There were significant differences in the physicochemical composition variables between agro‐ecological zones and land use types. The land use types showed strong correlations with physicochemical properties, while agro‐ecological zones did not show correlations. The T. indica pulp contains higher vitamin C (ascorbic acid) than the seed samples. The seed samples, however, contain slightly more amounts of β‐carotenoids than pulp samples. In addition, West Nile agro‐ecological zone and wild land use type recorded superior physicochemical contents than other agro‐ecological zones and land use types. The contents of vitamin C in this study show that the species is a valuable, rich, and exceptional source of vitamin C than most known indigenous and conventional fruits and vegetables. Its deficiency diseases in human such as scurvy and pellagra can be prevented through consumption of T. indica pulp and seeds.

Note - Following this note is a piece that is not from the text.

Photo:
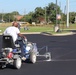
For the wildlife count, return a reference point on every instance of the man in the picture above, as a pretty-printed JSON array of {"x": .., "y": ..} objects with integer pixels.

It is also important to consider improving fatty acid composition of dietary T. indica oils to enhance health and safety. The documented results thus offer scientific basis for use of T. indica pulp and seeds, especially the latter which are always discarded but are nutritionally important for human and animal diets. With a deliberate nutrition education efforts on the benefits of the species, the wild population that showed superior qualities than on‐farm species requires more protection from anthropogenic activities that lead to the loss of these population.

CONFLICT OF INTEREST

The authors declare no conflict of interests.